A cobrança será feita às companhias aéreas e não deverá ser repassada aos passageiros

O Projeto de Lei 3823/2019, de autoria da Prefeitura de Guarulhos, recebeu parecer favorável na Comissão de Meio Ambiente. O texto trata da criação de uma taxa de preservação ambiental para aeronaves que circulam no município pelo Aeroporto Internacional de Guarulhos.

De acordo com o presidente da Comissão, vereador Edmilson (PSOL) “uma vez que esses aviões acabam trazendo prejuízos ambientais do ponto de vista de poluição, por conta da queima do combustível, a iniciativa do prefeito de ter uma taxa sobre isso, com o dinheiro sendo revertido para ações de preservação do meio ambiente, é uma proposta acertada”.

O parlamentar explicou que o valor da taxa não será repassado aos passageiros. “Não será cobrado dos passageiros, será cobrado por tonelada das aeronaves, através das empresas proprietárias que prestam esse tipo de serviço no município”, afirmou.

Pelo projeto de lei sobre o tema, enviado pelo prefeito à Câmara Municipal em 05 de dezembro de 2019, a taxa a ser paga pelas companhias seria cobrada mensalmente por cada pouso e decolagem em Guarulhos e a tarifa seria calculada com base no peso de cada aeronave, incluídos na conta passageiros, combustível e carga.

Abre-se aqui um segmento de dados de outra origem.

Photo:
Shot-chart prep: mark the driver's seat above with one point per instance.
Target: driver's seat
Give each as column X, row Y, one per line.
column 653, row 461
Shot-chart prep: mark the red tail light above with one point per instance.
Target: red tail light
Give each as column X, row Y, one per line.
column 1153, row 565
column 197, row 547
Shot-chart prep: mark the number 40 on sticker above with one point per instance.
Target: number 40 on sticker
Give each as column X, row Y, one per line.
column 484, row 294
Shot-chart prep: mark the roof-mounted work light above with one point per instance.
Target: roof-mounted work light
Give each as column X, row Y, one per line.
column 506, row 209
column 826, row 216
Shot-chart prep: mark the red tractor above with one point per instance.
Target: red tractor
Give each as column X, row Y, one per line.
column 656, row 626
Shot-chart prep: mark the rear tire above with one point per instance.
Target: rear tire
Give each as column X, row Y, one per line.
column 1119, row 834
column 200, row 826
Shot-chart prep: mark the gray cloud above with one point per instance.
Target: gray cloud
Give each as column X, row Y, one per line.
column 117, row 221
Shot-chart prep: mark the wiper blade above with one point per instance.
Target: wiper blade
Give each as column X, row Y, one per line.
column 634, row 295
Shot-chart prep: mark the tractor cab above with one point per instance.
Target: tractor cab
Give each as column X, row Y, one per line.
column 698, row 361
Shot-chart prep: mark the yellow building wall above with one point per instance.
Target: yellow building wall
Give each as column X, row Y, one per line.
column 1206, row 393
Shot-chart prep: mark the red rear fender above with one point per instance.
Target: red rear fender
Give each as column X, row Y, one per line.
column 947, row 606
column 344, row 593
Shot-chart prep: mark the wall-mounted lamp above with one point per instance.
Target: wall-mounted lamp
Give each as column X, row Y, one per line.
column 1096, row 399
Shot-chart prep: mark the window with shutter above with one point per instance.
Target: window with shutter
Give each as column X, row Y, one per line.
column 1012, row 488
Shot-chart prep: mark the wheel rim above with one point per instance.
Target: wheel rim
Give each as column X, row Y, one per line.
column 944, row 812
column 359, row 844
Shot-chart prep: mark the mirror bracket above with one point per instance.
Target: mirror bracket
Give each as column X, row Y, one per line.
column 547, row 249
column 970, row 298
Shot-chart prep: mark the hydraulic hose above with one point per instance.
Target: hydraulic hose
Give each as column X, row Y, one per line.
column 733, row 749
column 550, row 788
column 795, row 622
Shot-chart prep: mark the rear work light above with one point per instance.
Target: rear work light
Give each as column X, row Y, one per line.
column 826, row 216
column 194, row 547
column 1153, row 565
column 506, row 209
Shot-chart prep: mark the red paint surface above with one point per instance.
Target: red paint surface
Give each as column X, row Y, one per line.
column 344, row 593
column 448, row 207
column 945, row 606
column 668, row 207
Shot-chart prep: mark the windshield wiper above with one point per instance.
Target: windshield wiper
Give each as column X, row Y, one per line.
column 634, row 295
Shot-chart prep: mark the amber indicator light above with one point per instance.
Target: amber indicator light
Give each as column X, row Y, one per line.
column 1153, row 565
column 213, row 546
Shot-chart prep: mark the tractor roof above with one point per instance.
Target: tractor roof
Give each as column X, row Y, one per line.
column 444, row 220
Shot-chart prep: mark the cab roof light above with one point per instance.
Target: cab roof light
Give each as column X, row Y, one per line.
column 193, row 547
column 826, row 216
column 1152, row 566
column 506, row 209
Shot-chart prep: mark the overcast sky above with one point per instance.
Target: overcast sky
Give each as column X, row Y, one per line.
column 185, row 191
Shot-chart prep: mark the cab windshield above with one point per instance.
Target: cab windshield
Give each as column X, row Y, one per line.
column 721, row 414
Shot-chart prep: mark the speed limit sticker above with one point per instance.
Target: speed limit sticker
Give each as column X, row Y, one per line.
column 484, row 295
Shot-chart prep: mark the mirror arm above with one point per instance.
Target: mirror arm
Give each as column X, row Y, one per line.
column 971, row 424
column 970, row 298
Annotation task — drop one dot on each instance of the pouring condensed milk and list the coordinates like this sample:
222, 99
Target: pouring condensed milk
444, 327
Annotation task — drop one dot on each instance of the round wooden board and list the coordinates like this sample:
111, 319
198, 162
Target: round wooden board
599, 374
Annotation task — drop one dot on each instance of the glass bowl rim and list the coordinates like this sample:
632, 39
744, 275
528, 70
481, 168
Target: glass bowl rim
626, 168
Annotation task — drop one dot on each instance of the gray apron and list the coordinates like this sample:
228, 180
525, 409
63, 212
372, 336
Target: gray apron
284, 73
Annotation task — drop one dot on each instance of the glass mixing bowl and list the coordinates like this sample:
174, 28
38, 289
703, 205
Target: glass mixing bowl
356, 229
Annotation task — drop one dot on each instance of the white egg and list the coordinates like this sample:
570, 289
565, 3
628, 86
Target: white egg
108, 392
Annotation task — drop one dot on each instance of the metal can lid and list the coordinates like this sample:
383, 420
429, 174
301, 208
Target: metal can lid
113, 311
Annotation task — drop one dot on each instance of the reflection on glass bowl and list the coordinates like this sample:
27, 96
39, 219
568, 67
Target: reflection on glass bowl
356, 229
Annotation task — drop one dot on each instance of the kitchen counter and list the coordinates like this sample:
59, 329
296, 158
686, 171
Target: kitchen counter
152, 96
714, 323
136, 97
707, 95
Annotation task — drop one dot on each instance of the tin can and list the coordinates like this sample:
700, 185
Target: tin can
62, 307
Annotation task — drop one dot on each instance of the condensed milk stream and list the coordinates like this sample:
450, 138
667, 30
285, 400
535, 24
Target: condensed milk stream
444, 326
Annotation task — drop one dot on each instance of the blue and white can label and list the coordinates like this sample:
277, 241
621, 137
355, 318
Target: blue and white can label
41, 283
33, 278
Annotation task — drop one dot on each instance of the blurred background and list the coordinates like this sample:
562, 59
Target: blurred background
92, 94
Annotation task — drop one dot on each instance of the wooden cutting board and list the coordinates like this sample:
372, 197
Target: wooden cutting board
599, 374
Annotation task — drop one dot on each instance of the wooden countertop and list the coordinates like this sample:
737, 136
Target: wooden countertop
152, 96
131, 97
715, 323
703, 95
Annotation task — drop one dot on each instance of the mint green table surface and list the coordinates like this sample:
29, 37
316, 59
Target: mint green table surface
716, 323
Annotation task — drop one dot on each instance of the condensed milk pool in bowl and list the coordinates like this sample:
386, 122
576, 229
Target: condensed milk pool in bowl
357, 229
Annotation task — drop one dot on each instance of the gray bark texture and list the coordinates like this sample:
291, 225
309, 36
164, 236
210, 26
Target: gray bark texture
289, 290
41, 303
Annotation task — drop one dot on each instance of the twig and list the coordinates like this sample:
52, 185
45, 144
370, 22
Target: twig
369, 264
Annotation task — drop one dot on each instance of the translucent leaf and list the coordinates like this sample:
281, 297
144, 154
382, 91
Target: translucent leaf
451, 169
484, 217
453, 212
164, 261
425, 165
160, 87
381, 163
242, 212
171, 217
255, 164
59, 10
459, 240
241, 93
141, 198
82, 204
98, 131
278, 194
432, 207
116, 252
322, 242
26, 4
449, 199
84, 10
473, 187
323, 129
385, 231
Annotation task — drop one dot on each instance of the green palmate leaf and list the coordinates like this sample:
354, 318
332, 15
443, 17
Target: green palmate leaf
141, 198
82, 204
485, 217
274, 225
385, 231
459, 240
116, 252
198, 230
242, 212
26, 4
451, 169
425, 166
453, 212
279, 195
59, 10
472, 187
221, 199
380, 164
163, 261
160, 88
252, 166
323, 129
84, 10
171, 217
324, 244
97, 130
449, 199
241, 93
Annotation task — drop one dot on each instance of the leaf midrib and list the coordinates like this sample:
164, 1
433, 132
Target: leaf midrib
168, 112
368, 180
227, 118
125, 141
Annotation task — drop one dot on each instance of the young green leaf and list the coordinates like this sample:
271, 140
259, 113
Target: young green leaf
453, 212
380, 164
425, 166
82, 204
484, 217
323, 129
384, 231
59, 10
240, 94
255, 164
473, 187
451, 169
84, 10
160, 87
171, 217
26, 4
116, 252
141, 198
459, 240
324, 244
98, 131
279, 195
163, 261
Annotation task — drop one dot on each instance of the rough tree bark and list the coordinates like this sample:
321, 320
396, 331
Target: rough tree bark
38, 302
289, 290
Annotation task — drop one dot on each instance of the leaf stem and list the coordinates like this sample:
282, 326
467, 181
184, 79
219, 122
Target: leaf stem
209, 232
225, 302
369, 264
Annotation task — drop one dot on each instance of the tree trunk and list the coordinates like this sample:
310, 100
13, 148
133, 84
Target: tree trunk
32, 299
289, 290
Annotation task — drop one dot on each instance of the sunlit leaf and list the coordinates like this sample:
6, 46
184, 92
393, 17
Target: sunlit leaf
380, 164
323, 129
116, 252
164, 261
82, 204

Taxa de Preservação Ambiental (TPA)

À época em que o projeto foi encaminhado ao legislativo, o prefeito Gustavo Henric Costa (PSD), o Guti, estimou que o município arrecadaria entre R$ 250 milhões e R$ 300 milhões por ano caso a taxa fosse aprovada pela Câmara.

“O aeroporto traz progresso para o município, mas também um passivo ambiental. Por estudos técnicos, sabemos que no pouso e na decolagem [a aeronave] emite mais moléculas de CO2 na atmosfera. Temos que ter uma compensação, a exemplo do que já existe em aeroportos na Europa e na Argentina”, afirmou Guti.

A chamada Taxa de Preservação Ambiental (TPA) seria paga tanto por voos comerciais como por cargueiros e jatos executivos. Apenas voos militares estariam isentos. O valor a ser pago para a prefeitura seria de aproximadamente R$ 10 por tonelada.

Um avião comercial comum, que segundo a prefeitura pesa em torno de 70 toneladas já com 200 passageiros e bagagens, pagaria R$ 700 por pouso ou decolagem.

Pelo texto, os recursos arrecadados “serão destinados exclusivamente ao seu custeio administrativo e operacional, a projetos de cunho ambiental que objetivem a proteção (…) do meio ambiente e a projetos de saúde pública”.